Dzisiaj telewizja Katowice wyemitowała reportaż, jak to urzędnicy przyszli wręczyć Pani Olszewskiej nakaz opuszczenia lokalu. Z audycji dowiedzieliśmy się, że przychodnia posiada ważny kontrakt z NFZ i chyba tylko z powodu zagorzałości Pani Burmistrz, aby usunąć dotychczasowego najemcę stracą pacjenci oraz sam dzierżawca, którego interes też jest ważny. Burmistrz po raz kolejny dała sygnał w świat, że warto inwestować w naszej gminie...
Odnoszę wrażenie, że pod płaszczykiem poprawy jakości usług medycznych próbuje się załatwić prywatne sprawy. Faktów przemawiających nad tą tezą jest aż nadto. Po pierwsze wprowadzono radnych w błąd. Po drugie, zwlekano z ogłoszeniem przetargu nie wiadomo dlaczego.

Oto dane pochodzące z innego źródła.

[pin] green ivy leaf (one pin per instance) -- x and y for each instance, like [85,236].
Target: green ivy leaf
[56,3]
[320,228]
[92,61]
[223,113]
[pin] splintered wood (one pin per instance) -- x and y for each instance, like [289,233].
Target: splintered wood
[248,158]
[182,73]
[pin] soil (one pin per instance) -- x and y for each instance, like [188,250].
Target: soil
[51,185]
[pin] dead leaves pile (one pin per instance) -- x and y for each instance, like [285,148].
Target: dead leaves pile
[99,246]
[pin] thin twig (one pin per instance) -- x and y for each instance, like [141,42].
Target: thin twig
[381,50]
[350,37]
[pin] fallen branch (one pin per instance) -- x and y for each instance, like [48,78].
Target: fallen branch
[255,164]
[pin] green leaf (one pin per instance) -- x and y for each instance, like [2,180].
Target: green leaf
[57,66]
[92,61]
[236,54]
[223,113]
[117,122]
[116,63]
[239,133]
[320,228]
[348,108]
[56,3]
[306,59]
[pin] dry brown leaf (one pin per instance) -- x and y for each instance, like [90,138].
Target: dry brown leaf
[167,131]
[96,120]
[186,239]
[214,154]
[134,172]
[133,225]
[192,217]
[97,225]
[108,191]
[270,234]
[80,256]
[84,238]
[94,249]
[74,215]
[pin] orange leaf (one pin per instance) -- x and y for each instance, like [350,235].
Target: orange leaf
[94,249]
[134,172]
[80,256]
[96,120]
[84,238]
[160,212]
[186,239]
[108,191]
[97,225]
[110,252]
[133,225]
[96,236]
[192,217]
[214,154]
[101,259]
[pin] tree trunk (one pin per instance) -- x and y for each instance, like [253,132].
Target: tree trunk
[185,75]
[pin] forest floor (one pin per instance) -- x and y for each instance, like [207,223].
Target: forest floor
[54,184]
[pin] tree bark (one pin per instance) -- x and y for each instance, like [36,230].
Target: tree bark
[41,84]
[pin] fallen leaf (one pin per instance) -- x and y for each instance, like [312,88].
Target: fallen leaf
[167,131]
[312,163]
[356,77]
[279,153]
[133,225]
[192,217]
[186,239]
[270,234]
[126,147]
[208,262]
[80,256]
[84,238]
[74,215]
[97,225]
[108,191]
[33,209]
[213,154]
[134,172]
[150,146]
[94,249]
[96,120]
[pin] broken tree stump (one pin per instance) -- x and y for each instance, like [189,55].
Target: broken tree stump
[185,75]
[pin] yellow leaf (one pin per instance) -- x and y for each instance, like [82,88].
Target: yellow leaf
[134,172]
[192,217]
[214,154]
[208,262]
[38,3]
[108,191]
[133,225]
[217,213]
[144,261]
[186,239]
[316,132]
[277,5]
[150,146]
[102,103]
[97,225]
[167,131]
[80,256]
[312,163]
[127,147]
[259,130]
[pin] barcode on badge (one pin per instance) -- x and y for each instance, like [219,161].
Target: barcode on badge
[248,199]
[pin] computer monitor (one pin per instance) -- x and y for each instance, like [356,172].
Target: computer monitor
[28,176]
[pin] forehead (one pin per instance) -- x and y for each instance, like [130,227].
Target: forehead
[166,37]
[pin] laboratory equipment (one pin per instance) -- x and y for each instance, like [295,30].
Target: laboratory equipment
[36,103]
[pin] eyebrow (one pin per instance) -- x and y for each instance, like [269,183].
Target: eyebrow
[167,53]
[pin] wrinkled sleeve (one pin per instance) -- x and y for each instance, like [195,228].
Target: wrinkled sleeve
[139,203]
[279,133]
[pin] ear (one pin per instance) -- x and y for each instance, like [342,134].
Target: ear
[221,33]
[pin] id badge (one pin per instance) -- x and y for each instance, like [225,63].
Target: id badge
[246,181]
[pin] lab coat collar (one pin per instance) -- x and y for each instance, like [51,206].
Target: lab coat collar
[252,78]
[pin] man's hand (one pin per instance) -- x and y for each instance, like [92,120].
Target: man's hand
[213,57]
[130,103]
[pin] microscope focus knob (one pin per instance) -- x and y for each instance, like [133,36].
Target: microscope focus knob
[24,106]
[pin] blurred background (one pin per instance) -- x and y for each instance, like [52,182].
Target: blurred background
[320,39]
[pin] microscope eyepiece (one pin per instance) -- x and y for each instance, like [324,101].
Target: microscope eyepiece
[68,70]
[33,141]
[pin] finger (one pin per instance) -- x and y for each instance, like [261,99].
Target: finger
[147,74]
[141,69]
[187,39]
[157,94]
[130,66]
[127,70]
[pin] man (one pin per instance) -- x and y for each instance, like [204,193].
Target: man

Po trzecie, jak już go ogłoszono, to ustalony sposób wyboru najkorzystniejszej oferty jest mówiąc delikatnie naganny, żeby nie powiedzieć korupcjogenny. Po czwarte, do dzisiaj nie został udostępniony wzór umowy najmu, a na pytanie czemu tak się dzieje Pani Burmistrz odpowiedziała, że nie ma takiego obowiązku, ale oczywiście zostanie niedługo udostępniony. Dziwne, szczególnie, że wymaga się od oferentów złożenia oświadczenia o akceptacji umowy, a przetarg już w najbliższą środę.
Szokująca jest też postawa wielu radnych, którzy jak widać nie kierują się własnym rozumem tylko uprzedzeniami odnośnie najemcy. Uprzedzenia te jednak nie znajdują w większości potwierdzenia, a już na pewno nie powinny być czynnikiem wpływającym na decyzje radnych. Taka postawa świadczy tylko o nich samych, że nie dorośli do pełnienia tej funkcji. Radny nie może uczestniczyć w ewidentnym poniżaniu obywateli, bez względu czy ich lubi, czy nie. Niestety nie każdy potrafi wspiąć się na wyżyny bezstronności.